Too many children died this week.

In Connecticut, in the USA, a disturbed young man was so angry, so manic, that he decided to shoot his mother. But, that didn’t appease his rage so he dressed up like a commando and went to his mother’s workplace: an elementary school (we Aussies would say a primary school). He then walked into her classroom and shot the little kids and the adults who tried to protect them. 27 dead, including the shooter.  “What was he thinking?” There is no rational answer.

It reminded me of a similar incident, several years ago, when a disturbed young man decided to kill all the little girls in an Amish school. There was no rational explanation for that, either. Or the Columbine High School shootings several years ago. Or, when a young man killed 16 children at a school in Dunblane, Scotland in 1996. Or, the Beslan school massacre that ended with the death of 380 people.

Too many times, too many children have borne the brunt of adults’ rage, selfishness and insanity. While the adults are fighting it out in Syria, small children are either being killed, maimed or being made orphans. In many parts of the world, small children are stolen from their homes and trafficked to sexual perverts, or sold into slavery, or turned into the abomination that is a child soldier. In many poorer countries of the world, small children are forced to pick over rubbish dumps, or make bricks, or are chained to looms, or are sold into prostitution because their families can’t afford to feed them.

How can we let this happen to our children? Why do we fail to protect the most vulnerable members of our society?

There is much about this world that is breath-takingly beautiful. There are many, many people whose hearts shine with goodness. But there is also a dark, creepy, sordid side, which is always the result of wickedness in the hearts of men and women.

Some may think I’m naive – even foolish – for being inspired by the Christmas story, but I don’t care. Think what you like. The idea that God entered our world in the body of a Jewish bastard child of a young, poor, insignificant young girl; born in a stable in the lowliest and dirtiest of circumstances; welcomed into the world by his overwhelmed parents, a bunch of smelly shepherds and a few foreign astronomers, gives me hope. I think that sort of a God knows what it’s like to do it tough. He knows what it’s like to be rejected, to be hungry, to live in difficult circumstances, to be devastated by grief, disappointment and loss.
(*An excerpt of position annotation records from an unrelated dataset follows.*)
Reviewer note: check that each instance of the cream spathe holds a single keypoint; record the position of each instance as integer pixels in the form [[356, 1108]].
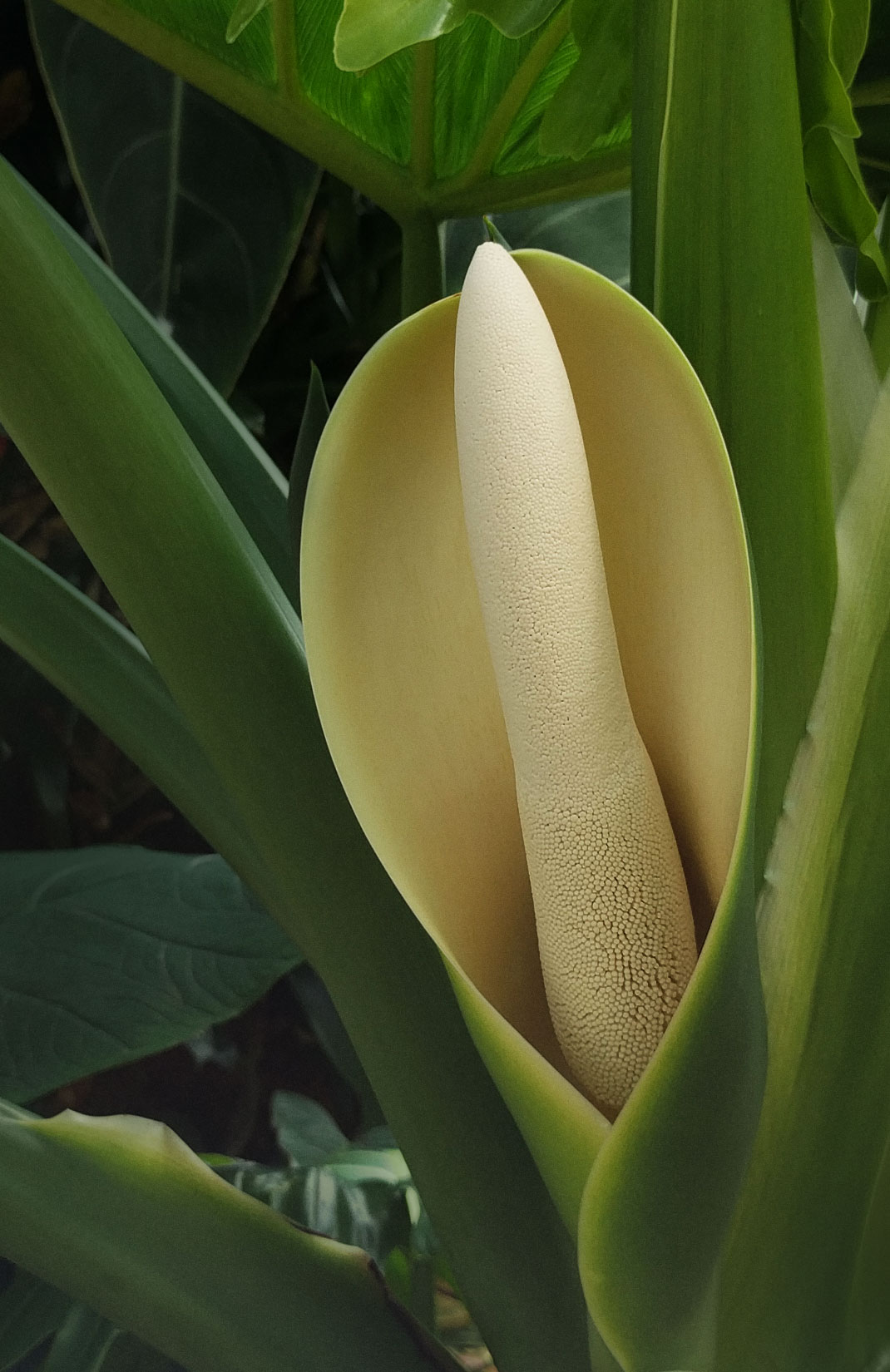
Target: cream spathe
[[613, 914]]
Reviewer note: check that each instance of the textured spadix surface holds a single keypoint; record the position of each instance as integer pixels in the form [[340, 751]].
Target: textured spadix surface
[[611, 907], [411, 711]]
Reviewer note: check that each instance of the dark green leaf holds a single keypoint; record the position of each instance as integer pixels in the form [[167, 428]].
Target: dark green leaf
[[29, 1312], [242, 468], [82, 1342], [595, 232], [200, 210], [824, 937], [443, 128], [728, 259], [330, 1030], [124, 1217], [371, 31], [111, 954], [831, 39], [314, 420], [103, 669], [304, 1128], [596, 92]]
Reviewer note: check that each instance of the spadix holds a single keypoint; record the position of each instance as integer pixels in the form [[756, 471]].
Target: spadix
[[611, 907]]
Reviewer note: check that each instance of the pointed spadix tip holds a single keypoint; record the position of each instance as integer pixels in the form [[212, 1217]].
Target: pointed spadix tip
[[492, 270]]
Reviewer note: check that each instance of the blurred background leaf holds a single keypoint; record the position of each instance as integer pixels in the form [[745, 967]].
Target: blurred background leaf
[[110, 954], [200, 211], [595, 232], [831, 37]]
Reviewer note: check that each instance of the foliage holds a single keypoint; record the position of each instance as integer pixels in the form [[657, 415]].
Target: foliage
[[734, 1215]]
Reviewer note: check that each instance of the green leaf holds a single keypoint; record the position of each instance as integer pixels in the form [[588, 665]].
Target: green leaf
[[244, 14], [304, 1128], [596, 92], [110, 954], [370, 31], [230, 648], [661, 1197], [728, 259], [198, 210], [595, 232], [795, 1301], [244, 470], [29, 1312], [329, 1029], [106, 673], [849, 371], [314, 417], [121, 1215], [878, 313], [830, 42], [82, 1342], [444, 128], [349, 1192]]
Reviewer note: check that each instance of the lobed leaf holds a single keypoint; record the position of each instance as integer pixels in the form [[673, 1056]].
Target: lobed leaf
[[370, 31], [441, 128]]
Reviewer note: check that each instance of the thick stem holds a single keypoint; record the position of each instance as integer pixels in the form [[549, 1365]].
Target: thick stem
[[422, 264]]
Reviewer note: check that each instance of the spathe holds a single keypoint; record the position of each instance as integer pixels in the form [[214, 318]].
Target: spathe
[[405, 689]]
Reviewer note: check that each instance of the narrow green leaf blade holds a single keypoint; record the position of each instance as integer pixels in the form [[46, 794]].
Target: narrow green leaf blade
[[849, 371], [111, 954], [312, 424], [29, 1312], [830, 42], [121, 1215], [228, 645], [824, 951], [244, 470], [731, 268], [107, 674]]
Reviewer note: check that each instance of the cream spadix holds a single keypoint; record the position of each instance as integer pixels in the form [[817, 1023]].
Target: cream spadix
[[613, 914]]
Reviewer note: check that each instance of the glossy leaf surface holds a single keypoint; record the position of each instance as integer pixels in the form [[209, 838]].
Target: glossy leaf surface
[[830, 42], [370, 31], [244, 470], [200, 211], [111, 954], [723, 250], [411, 713], [448, 126]]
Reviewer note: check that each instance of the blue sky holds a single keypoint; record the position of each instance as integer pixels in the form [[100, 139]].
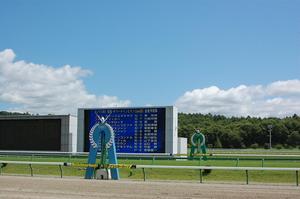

He knows the grief and pain that results from lost innocence, mindless brutality and evil left unrestrained. That’s the God I try to follow. I believe in love.

We can’t light up the world, but we can light a candle in our little corner of it. We can’t rescue every child, but we can love the ones we know and give aid to the people who are doing their best to stem the tide of darkness. We can make it our mission, regardless of creed or ethnicity, to spread love, joy and hope in our communities. Maybe, just maybe, we might make a difference.